【連載全17話】第12話 デ・トマソ・マングスタ・・・パワフル&ゴージャス! V8エンジン搭載車

排気量のダウンサイジングが進むなか、徐々に数が減りつつあるV8エンジン搭載車。今回は、かつて輝きを放った国内外のV8モデルをピックアップし、週替わりで紹介します。

デ・トマソ・マングスタ

アルゼンチンからイタリアに渡り、レーシングドライバーを経て1959年に自らの名を冠したコンストラクターを設立したアレッサンドロ・デ・トマソ。彼が1966年のトリノショーで発表したモデルがマングスタである。マングスタとはイタリア語でコブラの天敵とされるマングースを意味し、スポーツカー開発を巡って因縁のあったキャロル・シェルビーのコブラを意識した名称といわれている。

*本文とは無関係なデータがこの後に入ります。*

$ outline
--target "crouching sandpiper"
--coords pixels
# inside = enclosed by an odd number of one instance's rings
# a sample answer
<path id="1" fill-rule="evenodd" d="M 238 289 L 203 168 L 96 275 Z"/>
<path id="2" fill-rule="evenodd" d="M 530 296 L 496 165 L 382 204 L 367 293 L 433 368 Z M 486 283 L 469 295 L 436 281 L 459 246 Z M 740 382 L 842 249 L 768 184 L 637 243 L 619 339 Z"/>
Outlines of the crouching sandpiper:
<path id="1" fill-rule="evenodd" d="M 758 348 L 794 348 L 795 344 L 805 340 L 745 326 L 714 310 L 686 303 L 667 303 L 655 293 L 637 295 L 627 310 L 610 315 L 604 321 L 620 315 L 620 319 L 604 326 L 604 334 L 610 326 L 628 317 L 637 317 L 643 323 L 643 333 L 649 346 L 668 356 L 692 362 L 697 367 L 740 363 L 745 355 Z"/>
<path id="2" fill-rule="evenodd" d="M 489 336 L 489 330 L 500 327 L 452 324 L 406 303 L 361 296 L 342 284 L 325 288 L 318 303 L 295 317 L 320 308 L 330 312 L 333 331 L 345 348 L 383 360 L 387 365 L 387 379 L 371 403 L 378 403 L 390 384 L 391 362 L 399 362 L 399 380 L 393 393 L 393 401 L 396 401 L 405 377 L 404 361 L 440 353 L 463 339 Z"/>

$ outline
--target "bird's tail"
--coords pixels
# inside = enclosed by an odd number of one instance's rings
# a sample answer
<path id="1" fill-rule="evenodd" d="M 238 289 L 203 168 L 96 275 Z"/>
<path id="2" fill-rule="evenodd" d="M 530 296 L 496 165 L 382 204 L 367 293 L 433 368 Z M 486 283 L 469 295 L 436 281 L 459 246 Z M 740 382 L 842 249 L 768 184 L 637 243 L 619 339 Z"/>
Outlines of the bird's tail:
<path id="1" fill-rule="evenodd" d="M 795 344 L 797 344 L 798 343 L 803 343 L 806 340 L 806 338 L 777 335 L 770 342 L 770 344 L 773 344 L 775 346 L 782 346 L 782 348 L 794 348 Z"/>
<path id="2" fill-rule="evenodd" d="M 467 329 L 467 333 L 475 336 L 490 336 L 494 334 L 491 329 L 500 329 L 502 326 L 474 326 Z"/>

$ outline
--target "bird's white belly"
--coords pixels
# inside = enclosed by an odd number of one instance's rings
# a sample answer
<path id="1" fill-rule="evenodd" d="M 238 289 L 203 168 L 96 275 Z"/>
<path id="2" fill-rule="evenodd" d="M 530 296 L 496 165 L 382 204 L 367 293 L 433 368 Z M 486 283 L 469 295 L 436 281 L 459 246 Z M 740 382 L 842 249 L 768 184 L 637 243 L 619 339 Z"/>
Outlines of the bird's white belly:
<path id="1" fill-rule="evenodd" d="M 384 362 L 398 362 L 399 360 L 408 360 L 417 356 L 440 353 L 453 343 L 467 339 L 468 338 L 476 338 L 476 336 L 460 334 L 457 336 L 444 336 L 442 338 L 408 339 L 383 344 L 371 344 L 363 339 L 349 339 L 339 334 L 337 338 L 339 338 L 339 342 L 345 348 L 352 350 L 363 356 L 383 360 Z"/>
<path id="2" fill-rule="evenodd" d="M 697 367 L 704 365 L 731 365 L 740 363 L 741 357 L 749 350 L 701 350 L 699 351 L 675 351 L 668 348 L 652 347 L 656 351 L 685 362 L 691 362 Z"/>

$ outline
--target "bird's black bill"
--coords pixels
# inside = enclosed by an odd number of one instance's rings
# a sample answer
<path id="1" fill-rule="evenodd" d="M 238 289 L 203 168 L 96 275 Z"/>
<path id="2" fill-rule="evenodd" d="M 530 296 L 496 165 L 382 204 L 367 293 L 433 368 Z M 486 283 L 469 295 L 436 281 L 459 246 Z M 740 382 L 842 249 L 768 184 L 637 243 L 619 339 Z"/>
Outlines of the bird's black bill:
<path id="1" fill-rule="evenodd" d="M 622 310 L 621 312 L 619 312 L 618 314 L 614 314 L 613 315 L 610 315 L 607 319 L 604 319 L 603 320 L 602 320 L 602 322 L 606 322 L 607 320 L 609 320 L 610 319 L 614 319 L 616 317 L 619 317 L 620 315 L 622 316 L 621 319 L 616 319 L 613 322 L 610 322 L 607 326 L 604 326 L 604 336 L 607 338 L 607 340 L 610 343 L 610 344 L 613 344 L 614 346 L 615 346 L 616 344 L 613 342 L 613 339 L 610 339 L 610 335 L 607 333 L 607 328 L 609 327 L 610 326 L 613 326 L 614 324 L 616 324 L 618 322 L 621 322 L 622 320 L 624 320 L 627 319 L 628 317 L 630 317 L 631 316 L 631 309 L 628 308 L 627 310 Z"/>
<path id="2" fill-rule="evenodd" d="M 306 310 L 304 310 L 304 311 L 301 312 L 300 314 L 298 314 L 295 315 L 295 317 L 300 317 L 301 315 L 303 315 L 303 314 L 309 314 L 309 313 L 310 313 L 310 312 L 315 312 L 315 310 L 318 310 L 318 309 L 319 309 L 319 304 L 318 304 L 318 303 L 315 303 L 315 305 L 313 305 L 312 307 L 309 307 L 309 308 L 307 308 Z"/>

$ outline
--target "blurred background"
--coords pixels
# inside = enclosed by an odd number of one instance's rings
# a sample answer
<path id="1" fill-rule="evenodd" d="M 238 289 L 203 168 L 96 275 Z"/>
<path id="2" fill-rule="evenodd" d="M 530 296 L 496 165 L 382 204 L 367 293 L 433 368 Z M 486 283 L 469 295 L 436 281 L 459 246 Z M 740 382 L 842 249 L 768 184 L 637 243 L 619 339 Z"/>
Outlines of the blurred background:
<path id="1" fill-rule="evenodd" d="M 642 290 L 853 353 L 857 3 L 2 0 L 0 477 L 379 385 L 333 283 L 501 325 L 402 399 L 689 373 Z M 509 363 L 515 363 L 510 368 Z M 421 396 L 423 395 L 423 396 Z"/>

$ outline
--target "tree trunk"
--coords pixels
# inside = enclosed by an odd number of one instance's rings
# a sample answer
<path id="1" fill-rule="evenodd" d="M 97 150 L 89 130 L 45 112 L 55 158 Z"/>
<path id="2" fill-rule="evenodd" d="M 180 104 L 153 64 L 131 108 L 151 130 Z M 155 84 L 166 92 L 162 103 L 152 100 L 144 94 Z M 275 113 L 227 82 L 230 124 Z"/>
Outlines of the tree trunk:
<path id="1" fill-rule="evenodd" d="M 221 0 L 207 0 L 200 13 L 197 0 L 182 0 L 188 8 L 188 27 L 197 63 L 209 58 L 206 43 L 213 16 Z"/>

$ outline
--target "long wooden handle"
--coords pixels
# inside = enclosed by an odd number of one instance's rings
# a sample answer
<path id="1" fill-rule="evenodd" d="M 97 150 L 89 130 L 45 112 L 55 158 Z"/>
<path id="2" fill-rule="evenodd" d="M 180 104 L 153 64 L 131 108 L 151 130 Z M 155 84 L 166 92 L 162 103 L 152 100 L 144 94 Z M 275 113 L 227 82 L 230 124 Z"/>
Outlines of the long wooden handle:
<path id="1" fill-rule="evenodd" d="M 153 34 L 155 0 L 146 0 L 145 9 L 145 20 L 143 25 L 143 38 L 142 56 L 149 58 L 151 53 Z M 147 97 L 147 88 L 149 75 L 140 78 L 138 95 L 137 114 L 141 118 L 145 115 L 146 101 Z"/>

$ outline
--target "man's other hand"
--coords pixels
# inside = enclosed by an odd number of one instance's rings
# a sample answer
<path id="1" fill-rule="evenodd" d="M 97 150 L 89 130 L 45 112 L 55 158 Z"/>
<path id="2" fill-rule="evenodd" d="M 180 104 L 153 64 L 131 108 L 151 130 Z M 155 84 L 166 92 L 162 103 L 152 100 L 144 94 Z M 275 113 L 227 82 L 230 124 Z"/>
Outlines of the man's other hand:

デ・トマソのロードカー第1作であるヴァレルンガのそれを大型化した箱型断面の鋼板製バックボーンフレームに載る、極めてモダンでスタイリッシュなボディーは、当時カロッツェリア・ギアのチーフスタイリストだったジウジアーロの手になるもの。ガルウイング式のリアカウルを開くと、1基の4バレルキャブレターを備えた米国フォード製の90度V型8気筒OHVエンジンが現れる。欧州仕様車は4.7リッターから最高出力305PS、北米仕様車は5リッターから230PSを発生するといわれ、ZF製の5段MTを介しての最高速度は北米仕様車で250km/hとうたわれた。

V8エンジンをミドシップした市販スポーツカー、マングスタ。アメリカンV8ユニットゆえにフェラーリやマセラティ、ランボルギーニといった純イタリアンスーパーカーよりは扱いやすく、アメリカで1万3000ドルという価格もそれらよりは安かったが、およそ400台がラインオフしたところで1971年に生産終了。アメリカでの大量販売を目指して大幅なコストダウンを果たした後継モデルのパンテーラにバトンを渡した。